Unauthenticated Remote Command Execution in IM 14.2

book

Article ID: 139441

calendar_today

Updated On:

Products

CA Identity Manager CA Identity Governance CA Identity Portal CA Identity Suite

Issue/Introduction

A vulnerability was found that deserializes the HTTP parameter `javax.faces.ViewState`,


With a specifically crafted HTTP request, it is possible to obtain arbitrary command execution on myExampleDomain.com.  No user or authentication is necessary. Attackers must create a serialized Java object with their command execution payload, then send it via HTTP to myExampleDomain.com.
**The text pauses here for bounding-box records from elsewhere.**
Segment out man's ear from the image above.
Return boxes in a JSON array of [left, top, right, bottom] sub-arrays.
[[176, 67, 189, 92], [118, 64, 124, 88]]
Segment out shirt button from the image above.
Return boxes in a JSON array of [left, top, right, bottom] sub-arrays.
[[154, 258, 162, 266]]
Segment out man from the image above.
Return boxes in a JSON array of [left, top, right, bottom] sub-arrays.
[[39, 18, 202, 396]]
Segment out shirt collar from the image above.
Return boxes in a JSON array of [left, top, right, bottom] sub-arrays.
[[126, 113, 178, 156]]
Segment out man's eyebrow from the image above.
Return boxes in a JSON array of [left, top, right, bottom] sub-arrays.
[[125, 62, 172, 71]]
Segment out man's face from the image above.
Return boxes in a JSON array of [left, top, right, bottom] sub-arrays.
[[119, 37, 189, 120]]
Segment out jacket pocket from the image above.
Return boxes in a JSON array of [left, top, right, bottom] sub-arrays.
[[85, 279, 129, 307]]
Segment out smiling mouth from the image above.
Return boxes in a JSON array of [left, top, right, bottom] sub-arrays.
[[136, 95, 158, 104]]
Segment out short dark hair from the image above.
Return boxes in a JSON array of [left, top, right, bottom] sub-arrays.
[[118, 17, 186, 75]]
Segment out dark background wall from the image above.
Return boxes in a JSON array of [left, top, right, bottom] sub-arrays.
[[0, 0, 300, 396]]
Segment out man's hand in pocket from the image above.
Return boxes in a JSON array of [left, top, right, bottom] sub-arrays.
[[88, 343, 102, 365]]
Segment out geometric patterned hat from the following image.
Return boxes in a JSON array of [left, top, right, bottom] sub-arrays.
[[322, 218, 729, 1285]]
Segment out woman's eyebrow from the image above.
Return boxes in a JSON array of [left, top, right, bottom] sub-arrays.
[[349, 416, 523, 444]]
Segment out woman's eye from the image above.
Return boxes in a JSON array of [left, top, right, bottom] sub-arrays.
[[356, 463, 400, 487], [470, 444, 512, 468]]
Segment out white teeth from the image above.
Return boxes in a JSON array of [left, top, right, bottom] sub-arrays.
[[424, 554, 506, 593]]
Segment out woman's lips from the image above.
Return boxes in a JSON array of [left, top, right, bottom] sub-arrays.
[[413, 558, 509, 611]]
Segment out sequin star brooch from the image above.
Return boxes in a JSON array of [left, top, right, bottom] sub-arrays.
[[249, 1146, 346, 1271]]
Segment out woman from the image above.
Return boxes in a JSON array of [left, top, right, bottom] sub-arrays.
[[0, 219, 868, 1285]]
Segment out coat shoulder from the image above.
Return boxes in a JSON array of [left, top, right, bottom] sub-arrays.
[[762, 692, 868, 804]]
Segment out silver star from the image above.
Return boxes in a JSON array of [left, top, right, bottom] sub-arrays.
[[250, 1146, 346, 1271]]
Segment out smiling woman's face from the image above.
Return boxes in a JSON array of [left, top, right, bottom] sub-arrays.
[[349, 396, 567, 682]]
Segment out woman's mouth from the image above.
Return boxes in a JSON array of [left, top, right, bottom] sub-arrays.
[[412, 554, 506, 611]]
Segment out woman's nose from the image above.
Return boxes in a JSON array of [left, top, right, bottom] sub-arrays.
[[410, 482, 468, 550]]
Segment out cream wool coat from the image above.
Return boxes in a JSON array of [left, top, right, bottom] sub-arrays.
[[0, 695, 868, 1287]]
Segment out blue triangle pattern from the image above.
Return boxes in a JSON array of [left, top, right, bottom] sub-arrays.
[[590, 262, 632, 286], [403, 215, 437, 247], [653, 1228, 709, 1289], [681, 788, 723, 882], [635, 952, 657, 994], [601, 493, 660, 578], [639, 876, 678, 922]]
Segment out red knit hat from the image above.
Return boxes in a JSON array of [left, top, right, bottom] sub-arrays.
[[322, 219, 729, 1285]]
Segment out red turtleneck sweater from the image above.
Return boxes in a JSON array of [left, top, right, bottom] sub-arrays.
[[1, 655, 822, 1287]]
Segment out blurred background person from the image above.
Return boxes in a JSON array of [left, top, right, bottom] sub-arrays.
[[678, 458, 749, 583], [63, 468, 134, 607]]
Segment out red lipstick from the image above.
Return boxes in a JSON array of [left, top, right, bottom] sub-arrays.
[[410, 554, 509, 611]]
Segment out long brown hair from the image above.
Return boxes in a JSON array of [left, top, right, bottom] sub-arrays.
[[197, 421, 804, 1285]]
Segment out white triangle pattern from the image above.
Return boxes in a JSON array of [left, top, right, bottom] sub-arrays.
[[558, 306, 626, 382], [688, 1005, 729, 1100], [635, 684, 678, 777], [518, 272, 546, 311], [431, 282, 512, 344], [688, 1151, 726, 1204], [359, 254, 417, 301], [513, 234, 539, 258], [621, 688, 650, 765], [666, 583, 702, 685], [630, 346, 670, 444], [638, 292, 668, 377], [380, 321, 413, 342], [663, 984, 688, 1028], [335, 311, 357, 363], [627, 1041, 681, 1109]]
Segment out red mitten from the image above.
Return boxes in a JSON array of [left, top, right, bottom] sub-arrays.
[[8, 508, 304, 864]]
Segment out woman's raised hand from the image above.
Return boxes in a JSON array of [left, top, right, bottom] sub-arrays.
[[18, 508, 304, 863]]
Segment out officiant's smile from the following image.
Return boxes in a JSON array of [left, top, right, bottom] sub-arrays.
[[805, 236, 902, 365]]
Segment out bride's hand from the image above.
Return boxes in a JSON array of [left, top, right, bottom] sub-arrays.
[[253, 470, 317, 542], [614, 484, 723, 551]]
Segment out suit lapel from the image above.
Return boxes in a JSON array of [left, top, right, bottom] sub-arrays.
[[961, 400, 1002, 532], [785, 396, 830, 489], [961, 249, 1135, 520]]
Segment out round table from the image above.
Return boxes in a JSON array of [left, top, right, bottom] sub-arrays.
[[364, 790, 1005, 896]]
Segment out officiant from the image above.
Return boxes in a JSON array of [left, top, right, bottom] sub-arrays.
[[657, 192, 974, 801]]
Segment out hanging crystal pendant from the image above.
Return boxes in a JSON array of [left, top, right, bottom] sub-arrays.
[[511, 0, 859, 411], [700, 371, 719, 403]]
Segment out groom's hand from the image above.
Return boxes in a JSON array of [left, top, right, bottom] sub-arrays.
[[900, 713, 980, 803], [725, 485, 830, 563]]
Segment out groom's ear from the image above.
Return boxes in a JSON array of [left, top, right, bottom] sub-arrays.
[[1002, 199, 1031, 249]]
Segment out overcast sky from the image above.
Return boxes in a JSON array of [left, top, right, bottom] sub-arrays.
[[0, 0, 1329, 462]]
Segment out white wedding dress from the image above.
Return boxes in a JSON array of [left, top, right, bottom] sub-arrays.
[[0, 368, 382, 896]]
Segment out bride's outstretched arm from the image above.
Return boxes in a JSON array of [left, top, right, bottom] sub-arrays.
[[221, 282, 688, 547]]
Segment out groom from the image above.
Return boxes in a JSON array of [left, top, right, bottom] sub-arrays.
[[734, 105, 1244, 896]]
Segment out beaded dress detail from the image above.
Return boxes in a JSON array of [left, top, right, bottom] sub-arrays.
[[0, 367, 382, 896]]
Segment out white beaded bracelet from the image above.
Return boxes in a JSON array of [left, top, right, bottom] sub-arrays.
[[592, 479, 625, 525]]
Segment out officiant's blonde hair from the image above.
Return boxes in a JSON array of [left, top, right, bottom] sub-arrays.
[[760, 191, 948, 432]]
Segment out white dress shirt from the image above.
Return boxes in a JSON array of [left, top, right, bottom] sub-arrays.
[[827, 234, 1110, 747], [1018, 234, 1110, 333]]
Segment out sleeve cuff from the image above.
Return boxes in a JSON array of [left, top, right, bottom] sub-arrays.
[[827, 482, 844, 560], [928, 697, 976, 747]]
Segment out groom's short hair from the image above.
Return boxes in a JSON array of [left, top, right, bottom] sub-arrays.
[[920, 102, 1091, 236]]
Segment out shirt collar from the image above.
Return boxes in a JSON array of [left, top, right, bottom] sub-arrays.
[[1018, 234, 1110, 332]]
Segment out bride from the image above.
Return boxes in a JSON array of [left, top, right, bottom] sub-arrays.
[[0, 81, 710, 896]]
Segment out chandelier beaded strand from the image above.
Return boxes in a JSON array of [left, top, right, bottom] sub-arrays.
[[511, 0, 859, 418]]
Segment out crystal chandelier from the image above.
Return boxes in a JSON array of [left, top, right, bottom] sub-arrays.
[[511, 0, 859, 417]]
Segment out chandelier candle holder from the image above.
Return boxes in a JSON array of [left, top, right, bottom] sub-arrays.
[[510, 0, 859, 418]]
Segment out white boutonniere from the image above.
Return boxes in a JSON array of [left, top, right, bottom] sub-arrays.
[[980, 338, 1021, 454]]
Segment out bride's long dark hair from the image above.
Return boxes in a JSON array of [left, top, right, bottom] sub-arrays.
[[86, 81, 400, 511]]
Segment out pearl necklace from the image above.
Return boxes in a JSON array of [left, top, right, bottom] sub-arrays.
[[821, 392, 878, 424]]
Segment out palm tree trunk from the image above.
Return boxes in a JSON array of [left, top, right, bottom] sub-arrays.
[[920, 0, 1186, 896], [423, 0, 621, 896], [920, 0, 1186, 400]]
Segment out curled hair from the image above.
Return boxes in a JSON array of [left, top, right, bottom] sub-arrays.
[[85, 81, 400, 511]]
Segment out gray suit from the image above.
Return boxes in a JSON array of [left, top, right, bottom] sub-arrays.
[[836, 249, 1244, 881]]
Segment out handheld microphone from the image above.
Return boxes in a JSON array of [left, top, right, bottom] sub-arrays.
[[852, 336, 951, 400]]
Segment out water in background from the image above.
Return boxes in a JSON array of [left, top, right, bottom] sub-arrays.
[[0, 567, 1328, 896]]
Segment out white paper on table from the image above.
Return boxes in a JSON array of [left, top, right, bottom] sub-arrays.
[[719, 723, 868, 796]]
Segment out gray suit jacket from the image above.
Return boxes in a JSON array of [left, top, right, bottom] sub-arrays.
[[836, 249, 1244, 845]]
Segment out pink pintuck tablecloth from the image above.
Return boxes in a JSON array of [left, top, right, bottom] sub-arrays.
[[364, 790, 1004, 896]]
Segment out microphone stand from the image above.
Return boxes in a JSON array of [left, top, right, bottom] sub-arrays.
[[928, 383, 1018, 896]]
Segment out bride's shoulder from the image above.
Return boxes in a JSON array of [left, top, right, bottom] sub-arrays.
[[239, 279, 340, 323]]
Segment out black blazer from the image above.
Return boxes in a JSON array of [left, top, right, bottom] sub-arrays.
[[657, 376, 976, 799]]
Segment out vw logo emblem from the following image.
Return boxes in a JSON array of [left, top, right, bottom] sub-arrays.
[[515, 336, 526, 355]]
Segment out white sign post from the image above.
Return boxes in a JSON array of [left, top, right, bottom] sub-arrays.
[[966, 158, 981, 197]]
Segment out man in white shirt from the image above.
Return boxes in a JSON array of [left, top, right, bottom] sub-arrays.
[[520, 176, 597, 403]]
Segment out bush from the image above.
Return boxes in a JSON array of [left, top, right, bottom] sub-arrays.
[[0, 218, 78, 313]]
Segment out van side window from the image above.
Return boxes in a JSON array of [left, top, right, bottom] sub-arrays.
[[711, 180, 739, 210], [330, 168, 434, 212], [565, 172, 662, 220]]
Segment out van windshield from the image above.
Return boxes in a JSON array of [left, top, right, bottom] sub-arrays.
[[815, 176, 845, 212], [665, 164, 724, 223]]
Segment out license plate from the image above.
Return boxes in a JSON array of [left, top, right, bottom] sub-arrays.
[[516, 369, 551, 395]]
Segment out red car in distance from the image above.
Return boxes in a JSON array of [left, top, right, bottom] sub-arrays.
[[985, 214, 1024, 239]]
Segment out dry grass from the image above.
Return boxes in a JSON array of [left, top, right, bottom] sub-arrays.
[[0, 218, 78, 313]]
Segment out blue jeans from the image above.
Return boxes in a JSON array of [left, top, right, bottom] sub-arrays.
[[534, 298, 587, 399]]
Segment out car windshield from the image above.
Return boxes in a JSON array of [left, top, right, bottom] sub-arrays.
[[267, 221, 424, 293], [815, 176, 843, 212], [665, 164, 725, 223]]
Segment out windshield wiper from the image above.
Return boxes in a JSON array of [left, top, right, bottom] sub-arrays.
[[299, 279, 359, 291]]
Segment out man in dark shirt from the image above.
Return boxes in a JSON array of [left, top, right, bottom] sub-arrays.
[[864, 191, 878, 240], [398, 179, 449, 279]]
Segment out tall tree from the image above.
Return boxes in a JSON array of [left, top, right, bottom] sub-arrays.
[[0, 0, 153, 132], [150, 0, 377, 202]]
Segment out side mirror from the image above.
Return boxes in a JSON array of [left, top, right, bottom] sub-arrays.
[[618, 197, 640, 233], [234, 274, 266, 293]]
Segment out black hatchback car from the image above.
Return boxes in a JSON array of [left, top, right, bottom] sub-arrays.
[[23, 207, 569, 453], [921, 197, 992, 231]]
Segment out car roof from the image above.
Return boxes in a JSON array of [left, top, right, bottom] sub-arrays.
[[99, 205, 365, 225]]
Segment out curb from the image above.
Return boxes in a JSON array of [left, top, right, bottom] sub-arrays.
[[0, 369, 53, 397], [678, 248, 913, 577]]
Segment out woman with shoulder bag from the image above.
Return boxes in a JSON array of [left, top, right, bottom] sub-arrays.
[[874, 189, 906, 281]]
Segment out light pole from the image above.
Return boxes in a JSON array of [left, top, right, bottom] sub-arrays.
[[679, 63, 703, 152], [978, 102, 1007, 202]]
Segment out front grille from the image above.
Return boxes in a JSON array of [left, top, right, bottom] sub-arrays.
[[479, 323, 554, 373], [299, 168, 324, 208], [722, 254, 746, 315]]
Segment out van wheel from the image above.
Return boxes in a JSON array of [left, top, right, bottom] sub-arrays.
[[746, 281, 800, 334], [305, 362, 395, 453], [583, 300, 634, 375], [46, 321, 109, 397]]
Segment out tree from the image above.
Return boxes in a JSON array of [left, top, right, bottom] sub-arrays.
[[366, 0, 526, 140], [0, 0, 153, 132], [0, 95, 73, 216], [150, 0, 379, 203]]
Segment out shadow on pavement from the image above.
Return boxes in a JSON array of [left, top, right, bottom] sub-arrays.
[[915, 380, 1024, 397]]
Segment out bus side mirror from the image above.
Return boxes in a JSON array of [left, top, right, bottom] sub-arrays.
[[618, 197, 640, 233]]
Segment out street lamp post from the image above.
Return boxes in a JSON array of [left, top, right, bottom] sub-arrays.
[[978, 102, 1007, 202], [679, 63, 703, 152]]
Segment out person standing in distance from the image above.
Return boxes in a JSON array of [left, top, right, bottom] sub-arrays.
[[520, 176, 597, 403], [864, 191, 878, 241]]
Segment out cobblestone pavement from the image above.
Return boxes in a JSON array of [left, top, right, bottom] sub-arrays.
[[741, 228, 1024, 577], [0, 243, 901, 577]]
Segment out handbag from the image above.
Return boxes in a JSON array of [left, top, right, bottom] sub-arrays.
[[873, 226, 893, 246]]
Data ex-filtration is possible via at least DNS.



Environment

Release : 14.2

Component : IdentityMinder(Identity Manager)

Resolution

Add the following line into web.xml file which is under <iam_im.ear_location>/user_console.war/WEB-INF, after last line of </context-param>.



<context-param>

    <param-name>org.apache.myfaces.secret</param-name>

    <param-value>[any secret key]</param-value>

</context-param>


<context-param>

    <param-name>org.apache.myfaces.algorithm</param-name>

    <param-value>AES</param-value>

</context-param>



The parameter [any custom key] will need to be in the format accepted by the encryption method select.

The algorithm is use for encryption and decryption and this change can be used environment with or without FIPS enabled.

This examples uses AES encyption, However any algorithm that is supported by JAVA can be used.  


In this example  use secret key was 32 bytes.